Rainer Wenzel: „Handball ist ein sehr fairer Sport“

Immer mehr gerät Rainer Wenzel im Gespräch mit dem MZ-Sportreporter ins Schwärmen, die Begeisterung für den Handball, für das Schiedsrichteramt ist ihm anzumerken. „Ich bin jetzt so lange dabei. Wenn ich in die Halle komme, sind alle fair zu mir. Das liegt vielleicht auch daran, dass ich fair zu allen bin. Ich pfeife niemanden um“, beschreibt Wenzel seine Neutralität auf der Platte. Ohnehin sieht er sich nicht als den „großen Zampano“ auf dem Spielfeld. „Als Schiedsrichter ist man Begleitperson. Spieler und Spiel müssen immer im Vordergrund stehen.“

Für Wenzel ist es ganz einfach auch selbstverständlich, nicht gleich Strafen auszusprechen. „Es gibt im Handball oft Regeländerungen. Man muss da auch mal den Betreuern und Spielern beratend zur Seite stehen. Es ist schon vorgekommen, dass ich bei einem Time-out ihnen etwas kurz erklärt habe. Man muss da nicht immer gleich Karten ziehen. Es ist schließlich unser Hobby, da muss man nicht mit der Brechstange arbeiten. Als Schiedsrichter muss man auch mal wegschauen können, man muss schon ein bisschen Fingerspitzengefühl haben“, beschreibt der routinierte Unparteiische sein überlegtes Handeln auf der Platte.

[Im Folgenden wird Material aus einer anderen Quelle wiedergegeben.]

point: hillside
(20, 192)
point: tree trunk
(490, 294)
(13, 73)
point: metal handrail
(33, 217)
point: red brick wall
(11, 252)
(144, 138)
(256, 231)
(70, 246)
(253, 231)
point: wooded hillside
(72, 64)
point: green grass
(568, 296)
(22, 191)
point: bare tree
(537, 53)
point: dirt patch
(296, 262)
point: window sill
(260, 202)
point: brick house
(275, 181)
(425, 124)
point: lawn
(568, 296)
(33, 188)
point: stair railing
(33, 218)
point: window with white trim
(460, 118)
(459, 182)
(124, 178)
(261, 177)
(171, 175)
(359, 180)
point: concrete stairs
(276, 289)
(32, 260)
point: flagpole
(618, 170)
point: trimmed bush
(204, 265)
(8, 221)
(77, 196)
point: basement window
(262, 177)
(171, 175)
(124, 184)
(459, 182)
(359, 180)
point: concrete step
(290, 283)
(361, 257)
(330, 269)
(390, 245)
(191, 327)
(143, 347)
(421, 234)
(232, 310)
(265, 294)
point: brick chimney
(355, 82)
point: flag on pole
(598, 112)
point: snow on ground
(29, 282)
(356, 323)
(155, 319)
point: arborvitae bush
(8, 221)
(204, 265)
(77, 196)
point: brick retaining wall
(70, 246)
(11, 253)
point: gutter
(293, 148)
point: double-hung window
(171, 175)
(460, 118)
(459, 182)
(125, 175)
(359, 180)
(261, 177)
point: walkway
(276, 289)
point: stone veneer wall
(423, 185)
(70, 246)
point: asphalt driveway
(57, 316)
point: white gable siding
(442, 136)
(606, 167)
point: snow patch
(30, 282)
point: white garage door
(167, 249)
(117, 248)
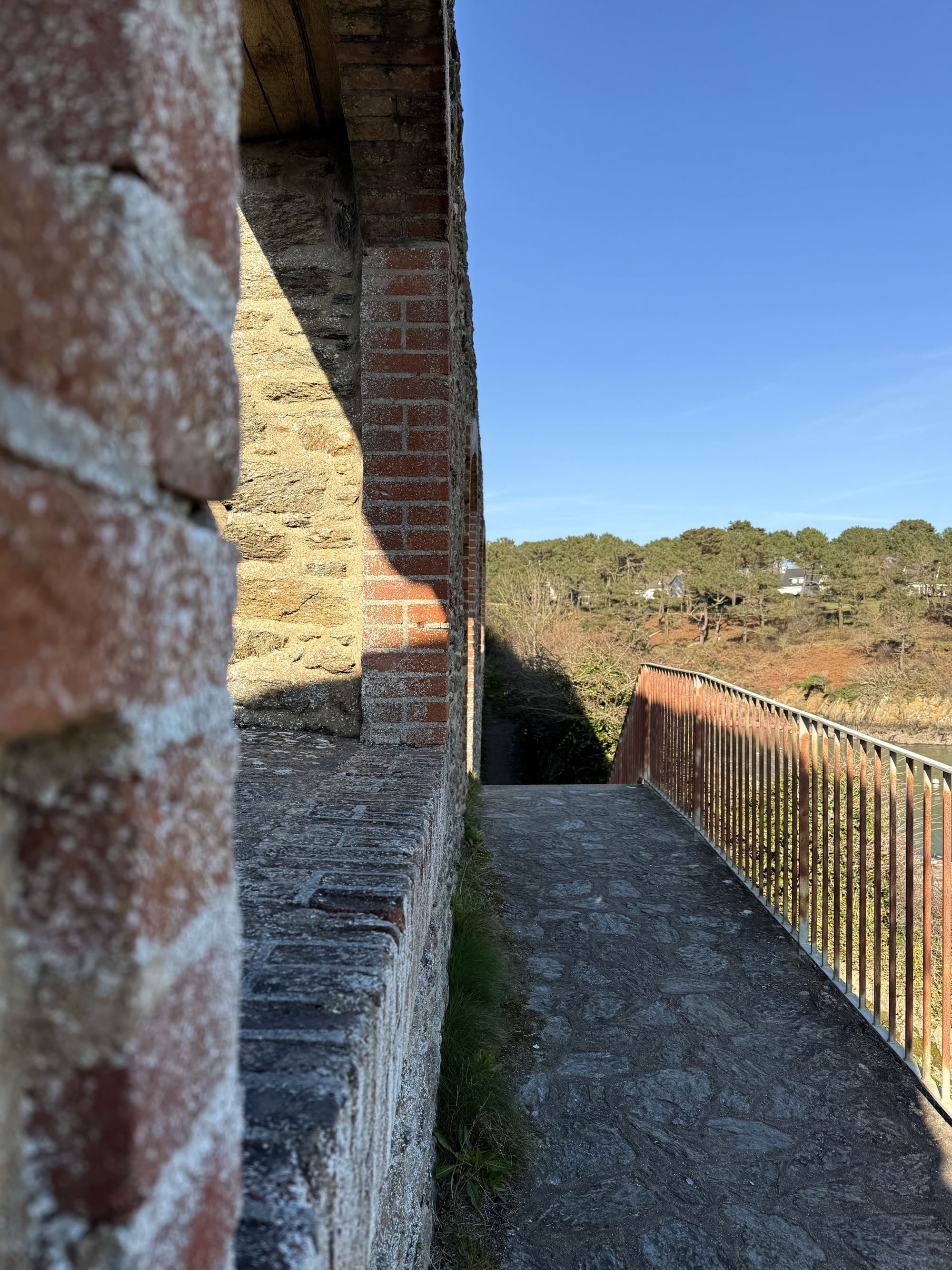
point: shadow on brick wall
(535, 727)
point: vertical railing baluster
(893, 892)
(804, 833)
(863, 868)
(824, 845)
(878, 884)
(927, 921)
(837, 851)
(946, 928)
(814, 835)
(909, 1005)
(851, 812)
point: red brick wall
(407, 501)
(397, 92)
(120, 1120)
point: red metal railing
(844, 839)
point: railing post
(646, 762)
(804, 835)
(699, 775)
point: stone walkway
(705, 1098)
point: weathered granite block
(346, 865)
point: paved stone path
(705, 1098)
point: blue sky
(710, 257)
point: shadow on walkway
(535, 727)
(706, 1100)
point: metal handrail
(808, 813)
(804, 714)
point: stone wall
(347, 860)
(120, 1108)
(356, 529)
(296, 513)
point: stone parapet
(346, 859)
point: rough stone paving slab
(345, 873)
(705, 1098)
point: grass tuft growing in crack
(484, 1138)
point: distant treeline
(570, 620)
(707, 573)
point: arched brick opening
(393, 385)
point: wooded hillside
(570, 620)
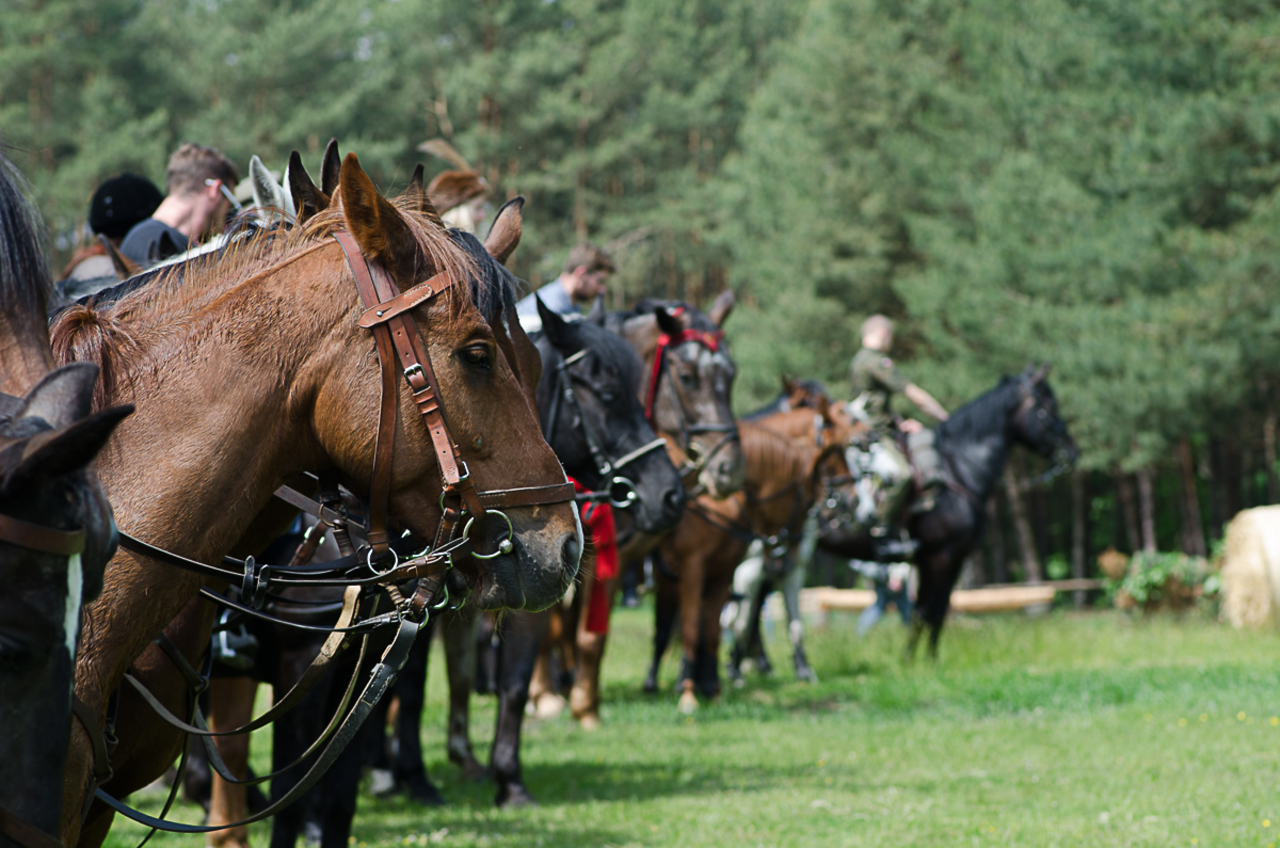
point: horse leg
(748, 582)
(666, 609)
(791, 586)
(408, 769)
(709, 636)
(691, 578)
(231, 705)
(517, 653)
(460, 655)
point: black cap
(120, 203)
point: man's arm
(926, 401)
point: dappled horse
(784, 478)
(812, 420)
(255, 365)
(55, 528)
(974, 446)
(592, 416)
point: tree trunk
(1147, 510)
(1128, 511)
(1193, 529)
(1022, 525)
(1269, 447)
(1078, 529)
(996, 533)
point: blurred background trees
(1084, 182)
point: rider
(586, 270)
(199, 182)
(874, 381)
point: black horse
(589, 406)
(974, 446)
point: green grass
(1089, 729)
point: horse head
(529, 554)
(1037, 423)
(688, 387)
(594, 420)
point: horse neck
(215, 431)
(977, 441)
(777, 473)
(24, 355)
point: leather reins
(400, 346)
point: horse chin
(525, 579)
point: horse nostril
(571, 552)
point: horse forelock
(24, 279)
(117, 329)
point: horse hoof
(382, 783)
(515, 796)
(548, 706)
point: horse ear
(668, 323)
(722, 306)
(597, 314)
(124, 267)
(63, 396)
(554, 327)
(307, 199)
(330, 169)
(507, 227)
(378, 227)
(54, 454)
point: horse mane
(26, 283)
(983, 415)
(771, 456)
(118, 331)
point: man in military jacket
(874, 379)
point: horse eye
(476, 356)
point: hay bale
(1251, 568)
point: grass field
(1073, 729)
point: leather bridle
(712, 341)
(621, 491)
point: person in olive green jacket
(874, 381)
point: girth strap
(41, 538)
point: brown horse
(688, 393)
(55, 528)
(250, 368)
(784, 478)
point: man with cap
(199, 182)
(586, 270)
(117, 205)
(874, 379)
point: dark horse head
(974, 446)
(55, 524)
(593, 419)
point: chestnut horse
(688, 391)
(55, 528)
(250, 368)
(782, 481)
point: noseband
(606, 465)
(712, 341)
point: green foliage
(1152, 577)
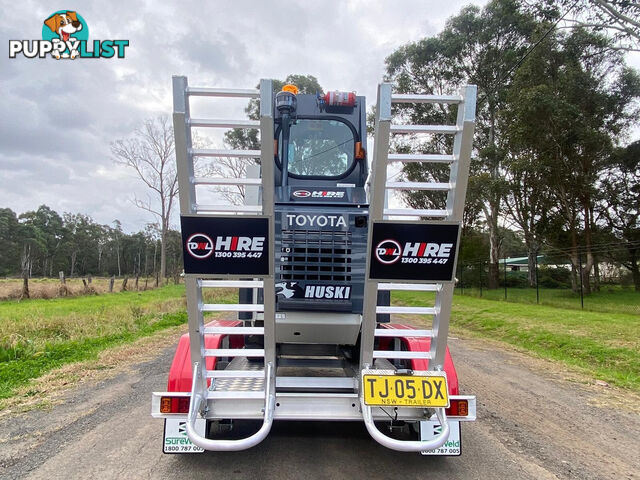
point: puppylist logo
(65, 35)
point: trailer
(315, 254)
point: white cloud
(59, 117)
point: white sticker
(175, 436)
(452, 447)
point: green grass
(37, 336)
(604, 345)
(611, 299)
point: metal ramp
(201, 393)
(456, 189)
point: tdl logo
(65, 34)
(200, 246)
(388, 252)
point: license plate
(405, 390)
(175, 436)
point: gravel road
(533, 423)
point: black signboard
(224, 245)
(414, 252)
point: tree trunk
(74, 254)
(25, 260)
(531, 263)
(494, 258)
(118, 255)
(635, 272)
(163, 252)
(586, 280)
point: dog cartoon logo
(65, 34)
(67, 27)
(286, 289)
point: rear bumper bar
(303, 407)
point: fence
(554, 282)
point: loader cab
(321, 216)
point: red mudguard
(180, 373)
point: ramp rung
(418, 287)
(235, 394)
(229, 208)
(416, 212)
(407, 310)
(222, 123)
(446, 129)
(419, 98)
(231, 283)
(420, 157)
(223, 92)
(208, 152)
(433, 186)
(234, 352)
(315, 382)
(401, 355)
(402, 332)
(232, 307)
(235, 373)
(234, 330)
(225, 181)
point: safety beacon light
(286, 99)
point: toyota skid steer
(315, 254)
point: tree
(478, 47)
(620, 204)
(10, 241)
(619, 20)
(50, 227)
(527, 203)
(150, 153)
(571, 102)
(248, 139)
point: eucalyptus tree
(478, 46)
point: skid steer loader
(315, 253)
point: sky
(59, 117)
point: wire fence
(552, 279)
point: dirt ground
(535, 421)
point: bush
(554, 277)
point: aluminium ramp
(392, 242)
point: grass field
(39, 335)
(602, 344)
(11, 288)
(612, 299)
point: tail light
(458, 408)
(174, 404)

Und fügt hinzu: „Aber das kommt alles mit den Jahren. Zuschauer und Spieler wissen genau, mit wem sie wie weit gehen können. Und außerdem ist Handball ein sehr fairer Sport. Nach dem Spiel sind viele Dinge vergessen. Kommunikation ist für mich immer wichtiger als Konfrontation. Außerdem hat man im Lauf der Zeit die Mentalität der Spieler kennengelernt. Der Sport lebt von Emotionen, da muss man auch mal ein Wort tolerieren. Es hält sich aber im Rahmen, die Spieler wissen doch längst, dass die Schiedsrichter ihre Entscheidungen doch sowieso nicht zurücknehmen.“

Corona stoppt den Spielbetrieb

Derzeit allerdings kommt Rainer Wenzel wie seine Mitstreiter nicht dazu, seine Routine, Abgeklärtheit und Regelkenntnis auf den Spielflächen im Land zu zeigen. Im Oktober letzten Jahres hat er sein letztes Spiel geleitet. Seitdem sorgte Corona für ein Stoppzeichen.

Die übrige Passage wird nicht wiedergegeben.